CS-537: Midterm Exam (Spring 2002)

The Mid-Semester Blues: A Tour of Proper Answers

Please Read All Questions Carefully!

There are nine (9) total numbered pages

Please put your name on every page.
### Grading Page

<table>
<thead>
<tr>
<th>Part I: Short Answers</th>
<th>Points</th>
<th>Total Possible</th>
</tr>
</thead>
<tbody>
<tr>
<td></td>
<td>60</td>
<td>$(12 \times 5) \rightarrow 60$</td>
</tr>
<tr>
<td>Part II: Long Answers</td>
<td>40</td>
<td>$(2 \times 20) \rightarrow 40$</td>
</tr>
<tr>
<td>Total</td>
<td>100</td>
<td>100</td>
</tr>
</tbody>
</table>
Part I: Short Questions

The following questions require short answers. Each of 12 is worth 5 points (60 total).

1. Processes (or threads) can be in one of three states: **Running**, **Ready**, or **Blocked**. For each of the following four examples, write down which state the process (or thread) is in:

   (a) Waiting in `Domain_Read()` for a message from some other process to arrive. **Blocked**. Waiting for a message in the OS.

   (b) Spin-waiting for a variable \( x \) to become non-zero. **Running**. By definition, it’s spin-waiting, therefore it must be running.

   (c) Having just completed an I/O, waiting to get scheduled again on the CPU. **Ready**. Unblocked but not running means ready.

   (d) Waiting inside of `pthread_cond_wait()` for some other thread to signal it. **Blocked**. Wait gives up the processor, also by definition.

2. An operating system runs in **privileged** mode, a hardware state where it has full access to machine resources.

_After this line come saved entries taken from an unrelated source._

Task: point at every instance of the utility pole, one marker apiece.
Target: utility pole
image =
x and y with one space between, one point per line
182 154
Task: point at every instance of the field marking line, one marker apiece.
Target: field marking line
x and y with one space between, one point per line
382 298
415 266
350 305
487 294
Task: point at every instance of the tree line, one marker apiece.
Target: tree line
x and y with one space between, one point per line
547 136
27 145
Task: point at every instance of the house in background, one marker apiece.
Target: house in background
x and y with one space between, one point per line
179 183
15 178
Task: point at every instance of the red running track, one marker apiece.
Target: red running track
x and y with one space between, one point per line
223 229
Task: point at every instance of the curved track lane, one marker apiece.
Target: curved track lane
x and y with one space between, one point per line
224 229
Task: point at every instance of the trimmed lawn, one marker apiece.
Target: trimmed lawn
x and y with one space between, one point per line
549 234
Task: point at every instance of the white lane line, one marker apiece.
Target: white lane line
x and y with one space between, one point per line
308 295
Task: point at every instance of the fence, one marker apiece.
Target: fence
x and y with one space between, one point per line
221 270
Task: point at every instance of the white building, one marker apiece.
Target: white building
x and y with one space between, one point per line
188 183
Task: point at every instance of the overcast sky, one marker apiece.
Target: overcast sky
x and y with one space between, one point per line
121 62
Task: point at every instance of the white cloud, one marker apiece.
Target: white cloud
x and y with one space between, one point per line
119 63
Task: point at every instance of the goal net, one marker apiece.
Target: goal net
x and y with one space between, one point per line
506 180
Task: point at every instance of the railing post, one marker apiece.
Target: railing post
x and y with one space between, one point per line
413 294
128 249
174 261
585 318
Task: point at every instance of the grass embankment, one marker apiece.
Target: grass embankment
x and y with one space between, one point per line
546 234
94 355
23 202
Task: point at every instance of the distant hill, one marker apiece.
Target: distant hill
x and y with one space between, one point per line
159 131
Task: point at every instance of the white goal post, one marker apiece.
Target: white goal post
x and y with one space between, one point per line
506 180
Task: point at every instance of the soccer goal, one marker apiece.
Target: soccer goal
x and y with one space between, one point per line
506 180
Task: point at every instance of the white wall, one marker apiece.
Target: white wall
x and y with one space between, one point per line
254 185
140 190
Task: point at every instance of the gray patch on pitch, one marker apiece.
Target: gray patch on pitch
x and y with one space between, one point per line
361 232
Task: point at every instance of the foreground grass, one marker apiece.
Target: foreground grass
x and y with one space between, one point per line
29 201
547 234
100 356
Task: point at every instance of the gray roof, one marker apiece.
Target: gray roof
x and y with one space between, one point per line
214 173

Why is such a mode needed, and why can’t normal user processes and threads enter privileged mode?

   Need a privileged mode to allow OS (and only OS) to have full access to machine resources (timer interrupts, MMU, all of physical memory, etc.). If user processes could enter privileged mode, they could do anything they want, including corrupting other processes or even the OS. Protection and multiplexing (basic OS services) could not be reliably provided.

3. In a system with pure paging, assume we have a 32-bit address space, and a 4 KB page size.

   a) How many bits of an address specify the **logical page number** (a.k.a. the **virtual page number**), and how many bits specify the **offset**?

   4KB page implies 12 bits needed for the offset. This leaves 20 bits for the VPN.

   b) Let’s say we are translating the logical address 0x00010033; if each logical page is mapped to a physical page that is a single page number higher (i.e., logical page 10 is mapped to physical page 11, logical page 11 is mapped to physical page 12), what is the final translated physical address?

   Have to take VPN and increment it by one. The VPN is the top 20 bits (0x00010). Adding one gets you 0x00011. Combining back with the offset gets you the final answer: 0x00011033.

4. Three jobs (A, B, and C) arrive to the job scheduler at time 0. Job A needs 10 seconds of CPU time, Job B needs 20 seconds, and Job C needs 30 seconds.

   a) What is the **average turnaround time** for the jobs, assuming a **shortest-job-first** (SJF) scheduling policy?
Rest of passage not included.